The prevailing
valuations in the lofty US stock markets are increasingly becoming a
bone of contention. Wall Street calmly asserts stocks are
reasonably valued, since it has a huge vested interest in keeping
people fully-invested. But with valuations soaring following a
massive rally and weak third-quarter earnings season, they are
dangerously high and portend great downside risk. Stock topping
valuations abound.
Since investing is
all about buying low then selling high, the price paid for any
investment is everything. Buy good companies at cheap
prices, and you’ll multiply your wealth over time. But buying those
very same good companies at expensive prices radically stunts future
gains. While cheap investments have great potential to soar as
traders recognize their inherent value, expensive ones have already
exhausted their upside.
And it’s
valuations, not absolute stock prices, that define cheap and
expensive. Valuations are where stock prices are trading
relative to their underlying corporate earnings streams. The
less investors pay in terms of stock price for each dollar of
profits, the greater their ultimate returns. Valuations are most
often expressed in price-to-earnings-ratio terms, with stock prices
divided by underlying corporate earnings per share.
This concept is so
easy to understand, yet the vast majority of investors ignore it.
Imagine purchasing a house for a rental property that has expected
annual rental income of $30k. How much would you be willing to pay
for it? If you can get it for $210k, 7x earnings, it will pay for
itself in just 7 years. That’s a great deal. But if that same
house is priced at $630k, 21x, it will take far too long just to
recoup the initial cost.
The stock markets
work the same way, with each dollar of profits completely fungible.
And the US stock markets have a century-and-a-quarter
average P/E
ratio of 14x earnings. That’s fair value for the stock
markets as a whole, paying $14 in stock price for each $1 of
underlying corporate earnings. This makes a lot of sense, as stock
markets exist to “lend” capital from those with surpluses of it to
others running deficits.
The reciprocal of
14x earnings is 7.1%. That’s a fair rate of return for those with
excess savings they want to invest, and a fair price to pay for
those who want access to that scarce capital. 14x facilitates
mutually-beneficial transactions for each side of the capital
trade, so it’s right where stock valuations have naturally
gravitated towards over the very long term. Cheap and expensive are
defined from that baseline.
Half fair value,
or 7x earnings, is very cheap historically. Buying good companies’

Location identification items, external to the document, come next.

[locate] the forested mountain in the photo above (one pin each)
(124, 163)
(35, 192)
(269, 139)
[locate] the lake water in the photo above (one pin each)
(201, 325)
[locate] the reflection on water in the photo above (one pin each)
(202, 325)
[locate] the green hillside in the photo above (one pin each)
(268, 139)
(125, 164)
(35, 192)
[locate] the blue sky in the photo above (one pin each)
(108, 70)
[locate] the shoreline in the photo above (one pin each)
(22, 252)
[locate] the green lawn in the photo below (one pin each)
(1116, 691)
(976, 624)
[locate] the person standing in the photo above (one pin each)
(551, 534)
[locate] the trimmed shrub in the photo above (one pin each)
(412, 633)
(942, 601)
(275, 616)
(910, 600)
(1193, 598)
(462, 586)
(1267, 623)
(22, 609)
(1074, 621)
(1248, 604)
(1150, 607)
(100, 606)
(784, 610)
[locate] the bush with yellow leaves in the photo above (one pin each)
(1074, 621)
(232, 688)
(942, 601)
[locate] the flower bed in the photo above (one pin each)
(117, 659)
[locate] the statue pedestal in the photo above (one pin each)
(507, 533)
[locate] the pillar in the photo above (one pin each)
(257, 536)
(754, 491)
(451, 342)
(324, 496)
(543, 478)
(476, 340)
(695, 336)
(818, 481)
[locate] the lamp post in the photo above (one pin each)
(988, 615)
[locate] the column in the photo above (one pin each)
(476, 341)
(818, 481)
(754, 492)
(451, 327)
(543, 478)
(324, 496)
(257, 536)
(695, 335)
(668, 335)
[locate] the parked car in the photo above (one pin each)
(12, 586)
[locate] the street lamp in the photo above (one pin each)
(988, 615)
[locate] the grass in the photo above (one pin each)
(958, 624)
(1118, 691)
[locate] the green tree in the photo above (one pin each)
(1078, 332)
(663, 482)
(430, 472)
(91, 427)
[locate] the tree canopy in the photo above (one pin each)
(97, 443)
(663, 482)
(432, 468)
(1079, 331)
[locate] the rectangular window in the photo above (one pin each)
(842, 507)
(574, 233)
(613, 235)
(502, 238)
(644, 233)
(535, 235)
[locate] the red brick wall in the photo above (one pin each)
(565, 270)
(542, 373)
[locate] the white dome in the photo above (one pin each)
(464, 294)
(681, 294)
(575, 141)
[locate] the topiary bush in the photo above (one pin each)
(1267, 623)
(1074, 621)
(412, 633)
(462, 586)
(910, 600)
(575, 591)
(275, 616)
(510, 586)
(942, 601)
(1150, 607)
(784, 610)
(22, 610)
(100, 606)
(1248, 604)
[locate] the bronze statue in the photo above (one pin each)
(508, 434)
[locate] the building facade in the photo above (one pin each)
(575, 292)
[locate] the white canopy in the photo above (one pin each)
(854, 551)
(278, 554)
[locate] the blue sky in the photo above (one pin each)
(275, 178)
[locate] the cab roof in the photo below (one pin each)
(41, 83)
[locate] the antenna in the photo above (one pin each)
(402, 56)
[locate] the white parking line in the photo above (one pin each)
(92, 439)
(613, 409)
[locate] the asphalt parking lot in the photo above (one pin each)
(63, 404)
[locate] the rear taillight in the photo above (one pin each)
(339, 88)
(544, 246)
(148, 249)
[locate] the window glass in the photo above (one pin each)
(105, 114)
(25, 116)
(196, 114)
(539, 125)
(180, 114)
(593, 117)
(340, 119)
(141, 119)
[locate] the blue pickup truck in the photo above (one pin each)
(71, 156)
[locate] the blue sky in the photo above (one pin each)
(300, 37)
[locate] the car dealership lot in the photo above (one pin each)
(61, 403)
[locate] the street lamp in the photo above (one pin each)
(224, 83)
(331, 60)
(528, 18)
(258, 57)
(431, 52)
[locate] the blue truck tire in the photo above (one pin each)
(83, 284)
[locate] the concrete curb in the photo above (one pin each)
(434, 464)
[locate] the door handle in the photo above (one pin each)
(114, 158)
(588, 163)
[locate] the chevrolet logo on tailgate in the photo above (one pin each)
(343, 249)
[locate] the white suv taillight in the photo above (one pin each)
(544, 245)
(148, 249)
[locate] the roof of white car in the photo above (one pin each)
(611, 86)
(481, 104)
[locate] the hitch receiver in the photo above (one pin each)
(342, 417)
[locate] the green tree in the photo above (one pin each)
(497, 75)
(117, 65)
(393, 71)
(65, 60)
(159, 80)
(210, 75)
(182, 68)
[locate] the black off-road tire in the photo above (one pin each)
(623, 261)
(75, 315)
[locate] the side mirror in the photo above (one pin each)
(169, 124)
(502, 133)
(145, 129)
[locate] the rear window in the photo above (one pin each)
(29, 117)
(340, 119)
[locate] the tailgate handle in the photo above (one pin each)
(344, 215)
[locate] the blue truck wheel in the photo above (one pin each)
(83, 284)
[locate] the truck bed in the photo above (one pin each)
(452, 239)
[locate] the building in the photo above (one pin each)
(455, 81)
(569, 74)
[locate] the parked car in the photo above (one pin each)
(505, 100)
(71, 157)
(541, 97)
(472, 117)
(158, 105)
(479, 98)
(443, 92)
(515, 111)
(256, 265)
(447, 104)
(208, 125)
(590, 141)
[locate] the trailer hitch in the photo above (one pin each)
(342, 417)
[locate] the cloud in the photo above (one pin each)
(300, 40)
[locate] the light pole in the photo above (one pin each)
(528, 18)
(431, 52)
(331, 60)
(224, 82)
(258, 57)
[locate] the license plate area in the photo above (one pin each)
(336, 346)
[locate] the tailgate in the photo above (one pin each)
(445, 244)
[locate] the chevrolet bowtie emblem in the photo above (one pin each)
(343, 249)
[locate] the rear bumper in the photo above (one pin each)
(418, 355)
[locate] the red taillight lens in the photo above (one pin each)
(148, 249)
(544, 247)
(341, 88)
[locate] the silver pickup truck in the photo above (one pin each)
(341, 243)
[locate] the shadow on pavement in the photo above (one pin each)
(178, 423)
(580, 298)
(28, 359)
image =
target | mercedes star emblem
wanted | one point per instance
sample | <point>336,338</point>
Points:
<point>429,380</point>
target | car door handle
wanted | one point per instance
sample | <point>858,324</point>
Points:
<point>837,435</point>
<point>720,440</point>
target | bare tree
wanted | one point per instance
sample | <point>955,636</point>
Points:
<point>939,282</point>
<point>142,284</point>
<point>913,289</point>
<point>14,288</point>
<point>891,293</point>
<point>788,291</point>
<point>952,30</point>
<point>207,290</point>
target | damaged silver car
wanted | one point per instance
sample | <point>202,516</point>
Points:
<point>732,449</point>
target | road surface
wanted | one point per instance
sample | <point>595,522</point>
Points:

stocks trading at 7x earnings is a virtual guarantee of massive
wealth-multiplying future gains. Conversely double fair value, 28x,
is exceedingly-dangerous bubble territory. Buying the same good
companies’ stocks at 28x dooms invested capital to many years of
lackluster gains at best, and catastrophic losses exceeding 50% at
worst.
There’s nothing
more important for investors to understand than general-stock-market
valuations. They move in great third-of-a-century cycles I call
Long Valuation
Waves. These are divided into secular bulls and secular bears
that each last about 17 years. Valuations start out cheap
near 7x, gradually expand to or through 28x in the first-half
secular bulls, and then consolidate back to 7x in the second-half
secular bears.
Unfortunately the
US stock markets remain mired deep in the valuation-contracting
secular-bear phase of their LVW today despite their epic
cyclical bull of recent years. How can that be true when the US
stock markets have more than tripled since
early 2009? The flagship S&P 500, despite its massive gains,
still remains below its
real
inflation-adjusted peak from the end of the last secular
bull way back in March 2000!
The last
cyclical bull peaked in October 2007, and ominously the US stock
markets are trading at far-higher valuations today than they were
back then. This first chart looks at general-stock valuations as
seen through the lens of the benchmark S&P 500, or SPX. Our
methodology is simple, conservative, and easy to replicate. At each
month-end, we record some key data from all 500 SPX component
companies.
Each individual
stock price is divided by that company’s latest four quarters of
accounting earnings per share as reported to the SEC, yielding
individual P/E ratios for all 500 SPX components. This is classic
trailing-twelve-month methodology, involving hard historical
data and no guesswork on future profits. Then all 500 of these P/Es
are averaged, both simply and also weighted by individual companies’
market capitalizations.
Here are the
results since the topping of the last cyclical bull, with SPX
valuations recently surging up to lofty nosebleed levels. Contrary
to Wall Street’s endless claims that the stock markets aren’t
expensive today, prevailing valuations are actually way up at
dangerous bull-slaying levels. The SPX and therefore US stock
markets are trading at topping valuations today, which is a
super-bearish omen going forward.
While I’m eager to
see November’s valuation data, this month isn’t quite over yet. So
our latest SPX valuation data is from the end of October. And that
proved pretty ominous, with the
market-capitalization-weighted-average price-to-earnings ratio of
all 500 SPX component stocks rocketing 17.5% higher on a
monthly basis to 25.5x earnings! These elite companies’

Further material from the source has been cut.